La famiglia della vittima e il Comune di Caccamo sono parte civile nel processo con l’assistenza degli avvocati Giuseppe Canzone, Giovanni Castronovo, Simona La Verde e Sergio Burgio.
Il sostituto procuratore generale Maria Teresa Maligno aveva chiesto la conferma dell’ergastolo.
Pietro Morreale è difeso dall’avvocato Gaetano Giunta.
Alla lettura del dispositivo presenti tutti i parenti di Roberta, il padre, la madre, il fratello, la nonna zia e cugini e tanti amici.

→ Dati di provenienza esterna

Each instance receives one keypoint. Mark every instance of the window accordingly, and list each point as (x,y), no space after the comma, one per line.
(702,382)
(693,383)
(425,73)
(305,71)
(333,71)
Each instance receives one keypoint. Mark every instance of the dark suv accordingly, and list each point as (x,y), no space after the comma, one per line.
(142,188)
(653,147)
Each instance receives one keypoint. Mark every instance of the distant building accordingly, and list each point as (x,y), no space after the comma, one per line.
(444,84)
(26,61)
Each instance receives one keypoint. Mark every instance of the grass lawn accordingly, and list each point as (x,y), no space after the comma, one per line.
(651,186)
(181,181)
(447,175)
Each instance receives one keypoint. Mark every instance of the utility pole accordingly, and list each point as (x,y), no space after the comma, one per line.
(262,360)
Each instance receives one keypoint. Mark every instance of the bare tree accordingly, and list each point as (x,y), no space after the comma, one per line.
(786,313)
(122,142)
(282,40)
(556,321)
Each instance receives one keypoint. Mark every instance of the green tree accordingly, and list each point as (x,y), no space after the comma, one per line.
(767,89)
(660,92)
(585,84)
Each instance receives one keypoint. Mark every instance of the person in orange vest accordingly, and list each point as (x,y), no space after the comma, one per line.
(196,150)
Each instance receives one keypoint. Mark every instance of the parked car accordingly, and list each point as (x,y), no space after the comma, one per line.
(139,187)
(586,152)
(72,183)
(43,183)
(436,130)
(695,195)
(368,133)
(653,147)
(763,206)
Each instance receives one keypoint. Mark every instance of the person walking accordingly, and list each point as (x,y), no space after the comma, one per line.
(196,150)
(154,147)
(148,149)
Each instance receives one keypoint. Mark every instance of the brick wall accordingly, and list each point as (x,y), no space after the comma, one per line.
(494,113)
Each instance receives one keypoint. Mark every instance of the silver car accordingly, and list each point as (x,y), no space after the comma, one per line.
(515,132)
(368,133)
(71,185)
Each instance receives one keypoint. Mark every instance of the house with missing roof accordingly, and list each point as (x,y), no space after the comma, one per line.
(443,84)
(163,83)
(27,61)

Legale imputato ha chiesto riapertura dibattimento
L’avvocato Giunta che difende il giovane ha chiesto che si riaprisse il dibattimento e che i giudici facessero verifiche sui luoghi del delitto. Morreale ha sempre negato di essere l’autore dell’omicidio. Per gli avvocati della famiglia le prove sono chiare e la ricostruzione fatta nel processo di primo grado è l’unica logica per cercare la verità sulla morte di Roberta.
In primo grado, il diciannovenne caccamese era stato condannato anche al risarcimento del danno nei confronti della madre della vittima, Iana Brancato, per 225 mila euro; al padre Filippo Siragusa, per 229 mila e al fratello Dario, per 209 mila e alla nonna Maria Barone per 117 mila euro. Pietro Morreale dovrà risarcire anche il Comune di Caccamo con una provvisionale esecutiva di 15 mila euro.